FastQC is a program designed to do the quality control on raw sequence data coming from high throughput sequencers. The program evaluates the quality of reads in different analysis modules, providing various statistics plots about the quality of reads. This program replicates the original FastQC program written in Java and released in 2010, making it available in Python.
Team:
- Anna Toidze:
- : AnnaToi01
- Tasks:
- Basic Statistics (part of FastQC)
- Per tile sequence quality (part of FastQC, together with Ivan Semenov)
- Adapter content (part of FastQC)
- Sequence length distribution (part of FastQC)
- README.md (together with Anton Muromtsev)
- Anton Muromtsev:
- : AntonMuromtsev
- Taks:
- Overrepresented sequences (Part of FastQC)
- Sequence Duplication Levels (Part of FastQC)
- Binding images into .pdf (service function)
- README.me (together with Anna Toidze)
- Ivan Semenov
- : ipsemenov
- Tasks:
- Per tile sequence quality (part of FastQC, together with Anna Toidze)
- Quality scores across all bases (Part of FastQC)
- Quality score distribution over all sequences (Part of FastQC)
- Mikhail Fofanov
- : MVFofanov
- Tasks:
- Sequence content across all bases (Part of FastQC)
- N content across all bases (Part of FastQC)
- GC distribution over all sequences (Part of FastQC)
Pipeline is separated into several files located in scripts
folder:
-
caclulations.py
contains functions required for calculations -
plotting.py
contains functions for plotting graphs -
main.py
contains main piece pf code for running all computations
Clone repository
$ git clone git@github.com:ipsemenov/FastQC_simulator.git
Move to project directory
$ cd FastQC
Set up virtual environment in working directory:
- Create virtual environment
-
Via
virtualenv
- Install virtualenv if it is not installed.
$ pip install virtualenv
- Create virtual environment
$ virtualenv venv --python=3.8
- Activate it
$ source ./venv/bin/activate
- Install virtualenv if it is not installed.
-
Via
conda
- Install Anaconda
- Create virtual environment
$ conda create --name <env_name> python=3.8
- Activate it
$ conda activate <env_name>
-
- Install necessary libraries
$ pip install -r requirements.txt
- Install package wkhtmltopdf
$ sudo apt-get install wkhtmltopdf
This instrument is a console utility maintaining following parameters:
-i , --input path to fastq file`
-o , --output path to output folder for storing results
-a , --adapters path to file with adapters.

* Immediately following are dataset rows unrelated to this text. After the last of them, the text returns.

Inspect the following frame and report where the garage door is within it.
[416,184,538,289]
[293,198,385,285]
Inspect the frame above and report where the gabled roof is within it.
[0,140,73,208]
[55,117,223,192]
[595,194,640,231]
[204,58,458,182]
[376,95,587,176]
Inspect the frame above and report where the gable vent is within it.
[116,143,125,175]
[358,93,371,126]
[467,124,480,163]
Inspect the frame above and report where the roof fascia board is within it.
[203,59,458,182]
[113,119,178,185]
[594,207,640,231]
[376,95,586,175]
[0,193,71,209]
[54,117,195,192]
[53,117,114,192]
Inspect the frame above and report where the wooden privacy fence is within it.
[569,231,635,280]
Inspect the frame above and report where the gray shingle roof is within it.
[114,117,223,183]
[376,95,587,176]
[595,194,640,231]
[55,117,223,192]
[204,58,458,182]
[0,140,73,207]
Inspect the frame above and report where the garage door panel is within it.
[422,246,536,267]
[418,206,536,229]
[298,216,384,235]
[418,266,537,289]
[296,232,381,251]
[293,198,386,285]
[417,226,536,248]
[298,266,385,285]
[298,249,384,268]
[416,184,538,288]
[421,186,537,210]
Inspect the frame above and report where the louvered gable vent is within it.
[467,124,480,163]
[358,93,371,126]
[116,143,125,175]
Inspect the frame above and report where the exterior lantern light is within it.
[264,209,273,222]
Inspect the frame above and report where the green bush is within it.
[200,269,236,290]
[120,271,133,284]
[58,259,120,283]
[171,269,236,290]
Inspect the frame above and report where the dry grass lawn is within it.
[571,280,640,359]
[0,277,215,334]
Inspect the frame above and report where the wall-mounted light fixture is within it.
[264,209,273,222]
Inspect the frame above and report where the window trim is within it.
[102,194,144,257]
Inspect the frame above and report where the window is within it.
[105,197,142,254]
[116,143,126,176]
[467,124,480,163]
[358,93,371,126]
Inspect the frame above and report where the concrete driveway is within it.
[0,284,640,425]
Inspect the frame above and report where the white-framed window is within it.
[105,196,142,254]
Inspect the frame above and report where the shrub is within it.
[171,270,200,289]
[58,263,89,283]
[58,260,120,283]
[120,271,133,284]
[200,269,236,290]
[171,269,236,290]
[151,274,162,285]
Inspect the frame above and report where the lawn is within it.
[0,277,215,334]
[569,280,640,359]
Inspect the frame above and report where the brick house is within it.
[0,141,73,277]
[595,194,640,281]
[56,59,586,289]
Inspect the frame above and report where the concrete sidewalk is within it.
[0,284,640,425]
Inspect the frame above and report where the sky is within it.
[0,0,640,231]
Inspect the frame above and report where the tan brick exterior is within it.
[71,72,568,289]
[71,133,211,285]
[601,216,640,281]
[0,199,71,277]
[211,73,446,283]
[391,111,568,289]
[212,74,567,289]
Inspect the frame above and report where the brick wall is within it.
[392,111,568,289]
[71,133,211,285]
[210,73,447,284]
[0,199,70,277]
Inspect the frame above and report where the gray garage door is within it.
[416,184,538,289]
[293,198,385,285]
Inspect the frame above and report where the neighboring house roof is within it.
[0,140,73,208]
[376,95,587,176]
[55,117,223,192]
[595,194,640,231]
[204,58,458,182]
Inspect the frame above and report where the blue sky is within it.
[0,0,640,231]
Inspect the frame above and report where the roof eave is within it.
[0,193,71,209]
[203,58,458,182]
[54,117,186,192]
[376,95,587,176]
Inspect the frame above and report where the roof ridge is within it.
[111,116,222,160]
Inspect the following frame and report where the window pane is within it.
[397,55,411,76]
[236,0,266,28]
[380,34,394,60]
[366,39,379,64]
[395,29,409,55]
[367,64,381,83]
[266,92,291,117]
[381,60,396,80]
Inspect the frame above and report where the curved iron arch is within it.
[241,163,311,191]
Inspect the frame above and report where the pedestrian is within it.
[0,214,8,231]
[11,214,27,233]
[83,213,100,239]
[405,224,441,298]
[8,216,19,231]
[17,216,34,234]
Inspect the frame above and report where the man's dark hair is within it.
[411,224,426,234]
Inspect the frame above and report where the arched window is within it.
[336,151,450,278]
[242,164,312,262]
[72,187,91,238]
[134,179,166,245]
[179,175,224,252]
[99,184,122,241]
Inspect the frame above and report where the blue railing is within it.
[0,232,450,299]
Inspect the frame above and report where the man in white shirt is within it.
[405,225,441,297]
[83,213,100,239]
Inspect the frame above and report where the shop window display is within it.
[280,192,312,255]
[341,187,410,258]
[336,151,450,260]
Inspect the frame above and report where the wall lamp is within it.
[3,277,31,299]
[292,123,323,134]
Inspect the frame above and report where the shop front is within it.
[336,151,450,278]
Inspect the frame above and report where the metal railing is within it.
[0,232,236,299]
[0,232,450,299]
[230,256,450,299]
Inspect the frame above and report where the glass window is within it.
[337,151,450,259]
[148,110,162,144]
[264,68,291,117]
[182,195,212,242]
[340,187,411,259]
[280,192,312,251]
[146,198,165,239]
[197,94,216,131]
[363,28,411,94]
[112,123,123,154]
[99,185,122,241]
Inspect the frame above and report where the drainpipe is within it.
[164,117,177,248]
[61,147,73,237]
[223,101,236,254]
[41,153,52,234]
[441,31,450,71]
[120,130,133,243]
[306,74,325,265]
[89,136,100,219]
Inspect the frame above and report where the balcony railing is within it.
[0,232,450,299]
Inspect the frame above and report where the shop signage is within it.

Default: ./adapters.txt
Example workflow:
$ python main.py -i <path_to_fastq> -o <path_to_ouptut_dir> -a <path_to_adapters>
To show brief information about parameters, execute following command:
$ python main.py -h
Test data can be found in test_data/
folder. The amp_res_1.fastq.gz
has to be unzipped:
$ gunzip amp_res_1.fastq.gz
Run the program on test data (from the scripts
folder):
$ python main.py -i ../test_data/amp_res_1.fastq -o ../test_data/results -a ./adapters.txt
The test result, results.pdf
, can be found in 'test_data/results', along with single images of the statistics modules.